Give freedom without accountability
Let people choose what they work on, how they work, and how they behave — but never call out the behaviour that undermines the group. Confuse freedom with a lack of standards.
Let divisive issues fester
When an issue divides the team, avoid structured debate. Let people retreat into opposing camps. Allow the disagreement to erode mutual respect rather than using it as a catalyst for better thinking.
Encourage siloes
Replace collective decision-making with one-on-one conversations. Let selective disclosure become the norm. Allow smaller groups to form, each with their own information, their own narrative, and their own agenda.

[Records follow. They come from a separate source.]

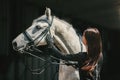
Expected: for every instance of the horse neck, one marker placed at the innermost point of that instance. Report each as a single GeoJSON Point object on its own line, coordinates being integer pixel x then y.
{"type": "Point", "coordinates": [67, 39]}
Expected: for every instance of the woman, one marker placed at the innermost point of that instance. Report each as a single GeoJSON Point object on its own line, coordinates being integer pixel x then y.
{"type": "Point", "coordinates": [89, 63]}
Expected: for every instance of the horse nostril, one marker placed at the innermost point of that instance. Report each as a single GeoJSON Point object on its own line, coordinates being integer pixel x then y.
{"type": "Point", "coordinates": [14, 45]}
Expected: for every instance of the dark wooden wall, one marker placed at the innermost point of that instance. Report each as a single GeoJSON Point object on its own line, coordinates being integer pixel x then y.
{"type": "Point", "coordinates": [17, 15]}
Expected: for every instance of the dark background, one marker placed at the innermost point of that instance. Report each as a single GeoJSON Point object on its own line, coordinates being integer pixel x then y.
{"type": "Point", "coordinates": [17, 15]}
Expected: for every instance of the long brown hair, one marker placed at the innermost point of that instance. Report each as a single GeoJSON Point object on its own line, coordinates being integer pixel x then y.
{"type": "Point", "coordinates": [94, 46]}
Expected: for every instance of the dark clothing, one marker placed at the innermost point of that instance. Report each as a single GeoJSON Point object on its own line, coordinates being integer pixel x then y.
{"type": "Point", "coordinates": [80, 58]}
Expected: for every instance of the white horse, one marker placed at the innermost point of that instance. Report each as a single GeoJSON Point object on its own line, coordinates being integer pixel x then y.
{"type": "Point", "coordinates": [65, 38]}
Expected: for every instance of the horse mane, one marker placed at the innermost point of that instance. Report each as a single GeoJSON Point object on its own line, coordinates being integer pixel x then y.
{"type": "Point", "coordinates": [67, 24]}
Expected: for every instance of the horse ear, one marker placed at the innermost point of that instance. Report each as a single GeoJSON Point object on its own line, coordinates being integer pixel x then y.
{"type": "Point", "coordinates": [48, 13]}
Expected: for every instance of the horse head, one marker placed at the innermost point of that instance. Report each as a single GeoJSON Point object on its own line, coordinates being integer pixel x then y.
{"type": "Point", "coordinates": [65, 38]}
{"type": "Point", "coordinates": [35, 34]}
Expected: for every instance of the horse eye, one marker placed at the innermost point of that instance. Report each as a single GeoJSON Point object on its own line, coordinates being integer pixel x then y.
{"type": "Point", "coordinates": [38, 27]}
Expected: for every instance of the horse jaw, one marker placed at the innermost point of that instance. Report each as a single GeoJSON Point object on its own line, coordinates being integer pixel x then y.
{"type": "Point", "coordinates": [60, 44]}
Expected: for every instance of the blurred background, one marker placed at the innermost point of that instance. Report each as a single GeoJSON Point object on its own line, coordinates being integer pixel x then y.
{"type": "Point", "coordinates": [17, 15]}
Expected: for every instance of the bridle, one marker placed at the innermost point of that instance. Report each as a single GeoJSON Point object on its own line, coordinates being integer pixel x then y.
{"type": "Point", "coordinates": [31, 46]}
{"type": "Point", "coordinates": [42, 35]}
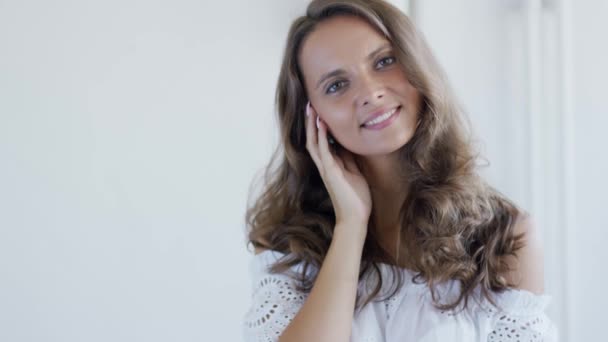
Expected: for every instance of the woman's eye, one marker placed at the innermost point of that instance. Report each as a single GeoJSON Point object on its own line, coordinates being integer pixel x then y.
{"type": "Point", "coordinates": [386, 61]}
{"type": "Point", "coordinates": [332, 88]}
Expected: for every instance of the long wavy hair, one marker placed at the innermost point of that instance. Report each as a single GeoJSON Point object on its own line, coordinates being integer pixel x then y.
{"type": "Point", "coordinates": [454, 226]}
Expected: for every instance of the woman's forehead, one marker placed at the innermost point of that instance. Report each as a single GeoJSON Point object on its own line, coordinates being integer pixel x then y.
{"type": "Point", "coordinates": [338, 42]}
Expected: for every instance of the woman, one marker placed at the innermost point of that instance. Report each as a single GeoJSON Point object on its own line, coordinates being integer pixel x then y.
{"type": "Point", "coordinates": [375, 226]}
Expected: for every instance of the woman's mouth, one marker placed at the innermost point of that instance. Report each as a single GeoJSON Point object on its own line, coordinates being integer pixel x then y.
{"type": "Point", "coordinates": [382, 120]}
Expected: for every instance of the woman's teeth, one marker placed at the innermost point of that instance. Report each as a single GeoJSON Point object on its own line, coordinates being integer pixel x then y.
{"type": "Point", "coordinates": [380, 118]}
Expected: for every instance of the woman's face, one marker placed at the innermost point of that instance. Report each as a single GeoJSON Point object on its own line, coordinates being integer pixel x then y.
{"type": "Point", "coordinates": [351, 74]}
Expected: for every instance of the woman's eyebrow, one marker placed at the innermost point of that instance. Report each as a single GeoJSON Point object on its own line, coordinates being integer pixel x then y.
{"type": "Point", "coordinates": [341, 71]}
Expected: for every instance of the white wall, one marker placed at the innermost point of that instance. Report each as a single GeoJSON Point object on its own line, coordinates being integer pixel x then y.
{"type": "Point", "coordinates": [130, 132]}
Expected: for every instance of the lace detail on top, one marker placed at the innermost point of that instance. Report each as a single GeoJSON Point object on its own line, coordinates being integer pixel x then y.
{"type": "Point", "coordinates": [275, 303]}
{"type": "Point", "coordinates": [522, 318]}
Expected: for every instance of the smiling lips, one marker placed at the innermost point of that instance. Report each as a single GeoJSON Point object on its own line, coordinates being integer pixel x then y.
{"type": "Point", "coordinates": [382, 120]}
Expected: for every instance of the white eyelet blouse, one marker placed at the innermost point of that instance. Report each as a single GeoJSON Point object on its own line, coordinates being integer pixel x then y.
{"type": "Point", "coordinates": [407, 316]}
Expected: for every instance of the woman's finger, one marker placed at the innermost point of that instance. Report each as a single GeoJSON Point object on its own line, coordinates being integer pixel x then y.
{"type": "Point", "coordinates": [311, 136]}
{"type": "Point", "coordinates": [324, 153]}
{"type": "Point", "coordinates": [350, 163]}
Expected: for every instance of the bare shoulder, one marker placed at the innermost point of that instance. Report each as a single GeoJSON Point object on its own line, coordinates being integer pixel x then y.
{"type": "Point", "coordinates": [527, 269]}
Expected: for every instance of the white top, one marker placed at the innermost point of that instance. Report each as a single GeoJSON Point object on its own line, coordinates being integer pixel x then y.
{"type": "Point", "coordinates": [407, 316]}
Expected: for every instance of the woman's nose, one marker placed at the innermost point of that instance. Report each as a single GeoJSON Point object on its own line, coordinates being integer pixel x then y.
{"type": "Point", "coordinates": [371, 90]}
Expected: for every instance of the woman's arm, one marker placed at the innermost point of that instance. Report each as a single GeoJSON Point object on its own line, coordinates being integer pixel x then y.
{"type": "Point", "coordinates": [327, 314]}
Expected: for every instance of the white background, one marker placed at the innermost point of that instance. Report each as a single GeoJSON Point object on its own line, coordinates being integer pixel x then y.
{"type": "Point", "coordinates": [130, 132]}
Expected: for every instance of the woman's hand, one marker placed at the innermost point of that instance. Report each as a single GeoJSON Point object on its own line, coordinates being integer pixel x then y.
{"type": "Point", "coordinates": [349, 191]}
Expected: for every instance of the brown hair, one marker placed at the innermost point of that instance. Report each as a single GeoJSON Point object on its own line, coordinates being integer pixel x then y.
{"type": "Point", "coordinates": [454, 226]}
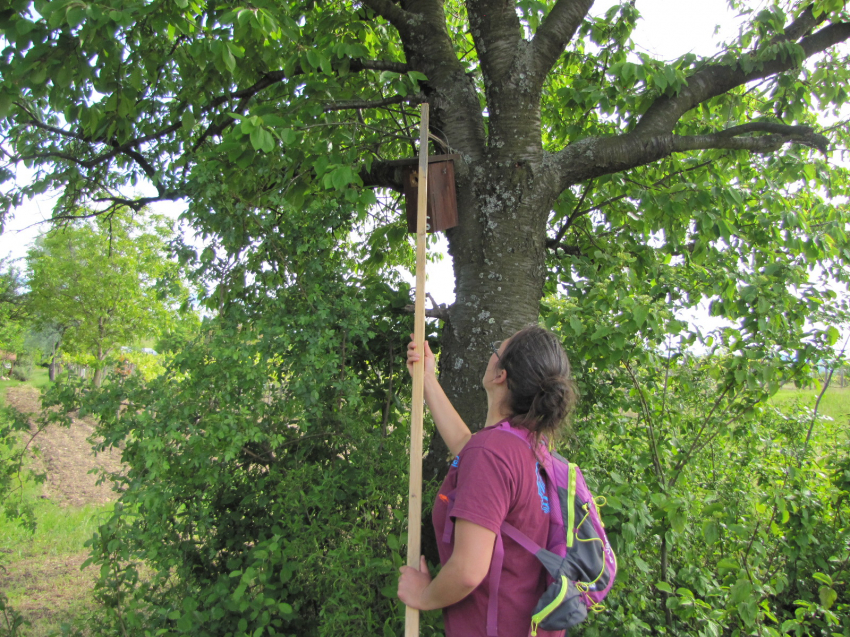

If you recognise any of these in your own team, it is not too late — but it will be soon. None of these factors alone destroys a team. But they compound. And by the time the damage is visible to everyone, the best people have already started planning their exit.
What this looks like
The radar chart below maps team health across eight dimensions. Toggle between a healthy team — where the conditions for collaboration are present — and a failing team, where the behaviours above have taken hold. Notice which dimensions collapse first, and which hold longest.
Team health: peak vs. decline
Eight dimensions of team health, scored qualitatively. Toggle between the team at its peak and the same team in decline to see which dimensions collapsed — and which held.
The findings
Inverting the problem reveals clear principles. A team that wants to sustain high performance should:
- •Invest in conflict resolution before you need it. The team that cannot disagree openly will be destroyed by disagreements that go underground.
- •Widen the hierarchy of believability. If only one skill set is valued, you are leaving the most interesting contributions on the table — and losing the people who could make them.
- •Align incentives with the collective outcome. When people are rewarded as individuals in what should be a team endeavour, expect them to behave as individuals.
- •Treat process as a living system, not a sacred text. The best teams are disciplined and flexible — they know when to follow the playbook and when to rewrite it.
- •Protect leadership alignment above all else. When the leaders fracture, everything downstream fractures with them — and faster than anyone expects.